Terribles imágenes de un verdadero infierno suceden detrás de los espejos iluminados con linternas rojas. Damas de alcurnia de pelo planchado, con botas altas, el sexo al aire, el pecho cruzado con arreos nazis, latigan el lomo de cerdo de algunos menestrales de la Quinta Avenida y los alaridos de dolor, los jadeos del placer, se unifican con el chapoteo de una piscina malvada donde flotan excrementos y grumos de esperma y cabalgan tipos siniestros sobre blandas medusas femeninas. Por los pasillos se arrastran a cuatro patas algunos ejecutivos de Wall Street cuyas nalgas peladas son azotadas por los sirvientes. Después de este breve paseo por el abismo hay que volver a los salones de la discoteca Area para tenderse en un jergón y soñar con un paraíso perdido. Oh dorado pan de higo, barricas de miel, palmeras con dátiles, sombras de sicomoro, aceite luminoso de Delfos y lentos sorbos de mosto de granada en las escalinatas de algún templo de Siracusa. La dulce muchacha acaricia la dura cerviz del viajero con dedos hábiles y le habla de un largo viaje del espíritu.
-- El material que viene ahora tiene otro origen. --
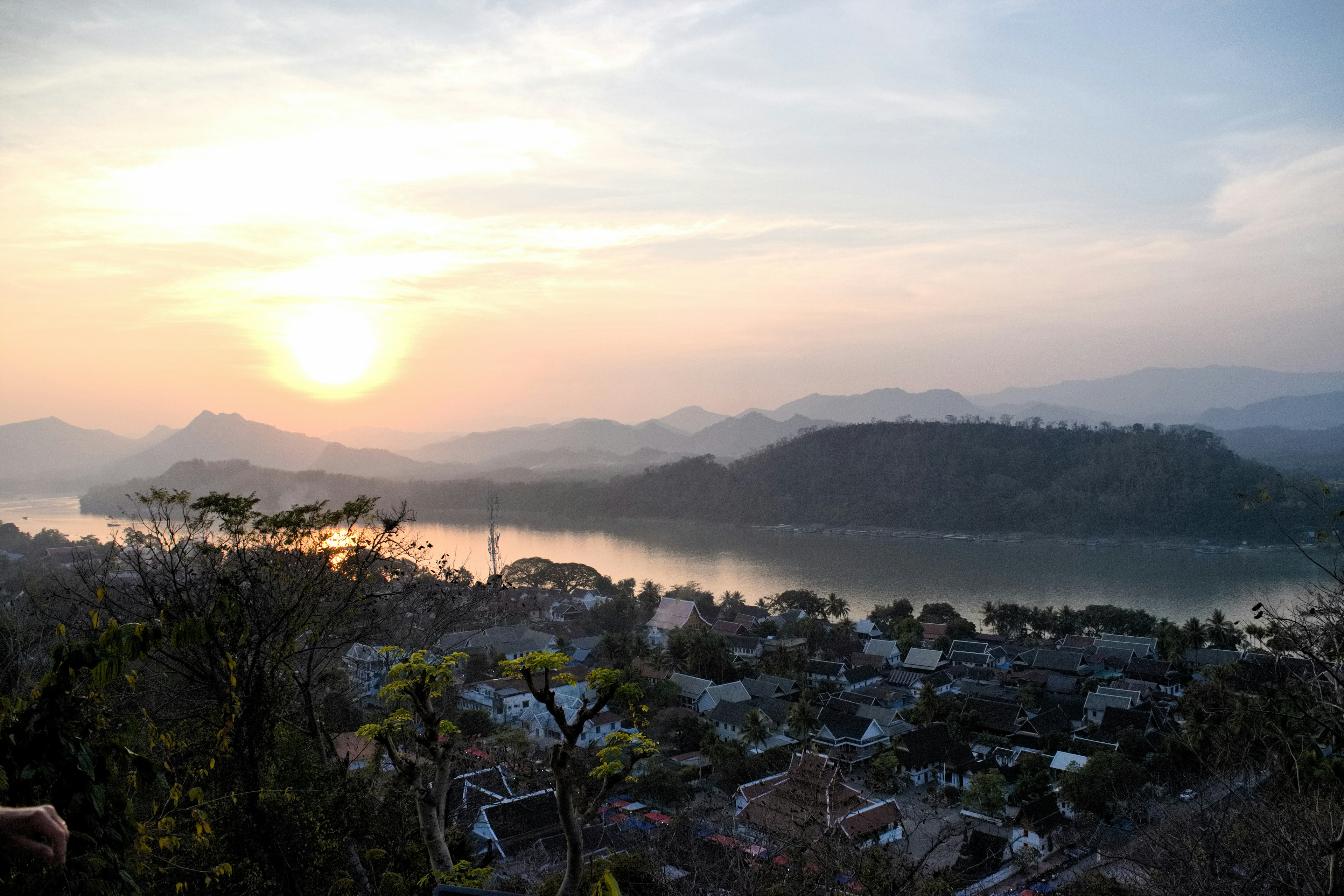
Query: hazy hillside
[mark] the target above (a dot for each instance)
(221, 437)
(1170, 394)
(381, 437)
(691, 418)
(1292, 412)
(880, 405)
(969, 477)
(1295, 452)
(730, 437)
(51, 449)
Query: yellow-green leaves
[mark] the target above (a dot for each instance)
(620, 754)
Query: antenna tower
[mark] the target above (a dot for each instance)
(492, 504)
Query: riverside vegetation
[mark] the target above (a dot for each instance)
(966, 476)
(179, 695)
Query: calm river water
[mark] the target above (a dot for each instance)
(863, 570)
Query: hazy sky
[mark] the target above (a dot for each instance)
(433, 216)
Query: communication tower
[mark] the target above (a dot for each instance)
(492, 504)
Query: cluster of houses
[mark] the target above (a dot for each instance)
(1062, 700)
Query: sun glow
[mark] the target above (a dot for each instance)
(334, 344)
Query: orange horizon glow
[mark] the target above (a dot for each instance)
(448, 218)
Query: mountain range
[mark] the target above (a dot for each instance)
(53, 456)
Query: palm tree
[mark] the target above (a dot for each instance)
(756, 729)
(800, 721)
(990, 613)
(1222, 632)
(836, 606)
(1193, 633)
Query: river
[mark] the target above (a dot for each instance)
(862, 570)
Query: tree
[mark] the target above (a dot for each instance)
(800, 719)
(939, 612)
(883, 774)
(756, 729)
(421, 742)
(885, 616)
(799, 600)
(836, 606)
(732, 604)
(1033, 781)
(986, 793)
(539, 670)
(1100, 786)
(1222, 633)
(909, 633)
(259, 612)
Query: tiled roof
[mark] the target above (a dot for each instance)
(931, 746)
(678, 614)
(1107, 700)
(690, 686)
(761, 688)
(921, 659)
(870, 820)
(1117, 719)
(846, 727)
(1053, 719)
(521, 821)
(1057, 662)
(1062, 684)
(881, 648)
(861, 673)
(734, 691)
(1000, 718)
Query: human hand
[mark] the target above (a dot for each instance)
(22, 828)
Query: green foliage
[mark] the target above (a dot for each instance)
(886, 616)
(987, 793)
(883, 774)
(1033, 778)
(539, 573)
(702, 653)
(1100, 786)
(800, 600)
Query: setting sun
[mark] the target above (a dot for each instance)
(332, 344)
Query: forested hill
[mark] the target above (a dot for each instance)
(961, 477)
(971, 477)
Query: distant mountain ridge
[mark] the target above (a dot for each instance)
(1292, 412)
(53, 455)
(1170, 394)
(963, 477)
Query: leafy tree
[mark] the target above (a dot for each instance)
(1033, 780)
(883, 774)
(937, 613)
(756, 729)
(1100, 786)
(802, 719)
(886, 616)
(836, 608)
(702, 653)
(800, 600)
(1222, 633)
(420, 741)
(908, 633)
(616, 758)
(1194, 633)
(986, 793)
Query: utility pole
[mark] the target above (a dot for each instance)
(492, 504)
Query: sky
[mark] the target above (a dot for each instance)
(449, 216)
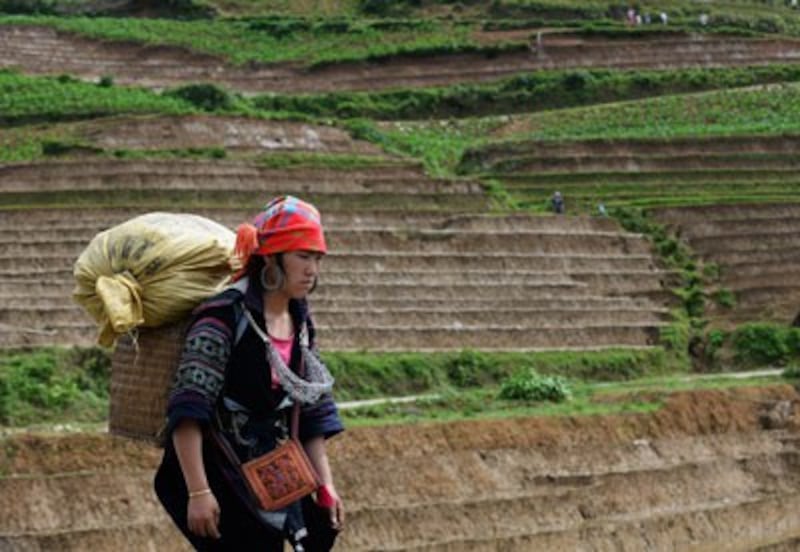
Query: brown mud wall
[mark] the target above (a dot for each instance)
(710, 470)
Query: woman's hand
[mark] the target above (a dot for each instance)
(328, 498)
(203, 515)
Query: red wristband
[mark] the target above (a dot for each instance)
(325, 498)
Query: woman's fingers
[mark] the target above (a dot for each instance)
(337, 515)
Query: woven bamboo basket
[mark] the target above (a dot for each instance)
(142, 374)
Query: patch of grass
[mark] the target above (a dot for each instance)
(642, 395)
(767, 110)
(323, 160)
(272, 39)
(370, 375)
(540, 91)
(25, 99)
(52, 385)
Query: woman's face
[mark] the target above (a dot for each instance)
(302, 269)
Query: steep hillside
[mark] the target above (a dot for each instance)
(433, 135)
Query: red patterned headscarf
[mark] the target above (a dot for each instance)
(285, 224)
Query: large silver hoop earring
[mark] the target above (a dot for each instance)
(277, 277)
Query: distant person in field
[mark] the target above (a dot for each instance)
(557, 203)
(250, 357)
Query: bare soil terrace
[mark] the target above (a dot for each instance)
(43, 50)
(710, 470)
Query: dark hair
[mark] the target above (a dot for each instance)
(256, 264)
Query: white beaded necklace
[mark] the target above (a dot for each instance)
(318, 380)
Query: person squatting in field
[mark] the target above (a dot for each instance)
(242, 388)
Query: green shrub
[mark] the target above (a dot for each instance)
(529, 385)
(43, 385)
(792, 371)
(725, 298)
(207, 97)
(761, 344)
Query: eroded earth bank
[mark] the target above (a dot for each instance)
(710, 470)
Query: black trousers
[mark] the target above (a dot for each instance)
(241, 530)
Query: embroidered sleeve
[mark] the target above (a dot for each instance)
(201, 372)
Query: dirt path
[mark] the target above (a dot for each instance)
(42, 50)
(712, 470)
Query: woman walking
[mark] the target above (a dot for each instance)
(248, 359)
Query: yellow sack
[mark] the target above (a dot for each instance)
(151, 270)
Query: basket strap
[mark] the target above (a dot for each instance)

- Si te portas bien, en la otra vida serás un habitante de Venus.
-¿Habrá allí tarjetas de crédito?
-Tendrás una caja de música en el corazón que nunca cesará de tocar la Barcarola de Offenbach.
-Sólo deseo ser lechuga con alma de nieve.
-Pide más.
En la discoteca Area los tiburones dan vueltas estéticas escorando la quilla lechosa. En los escaparates unos maniquíes de carne permanecen inmóviles todavía, imitando un plástico terrorífico. Una chica desnuda está en los alto del catafalco cubierta de langostas con diamantes y filamentos radiactivos. Isabel de Inglaterra escruta las tinieblas con párpados crujientes. El negro naufragado se abraza a pulpos azules. Y los extraterrestres bailan, bailan, bailan con saltos de fosfato bajo la furia de la nueva melodía.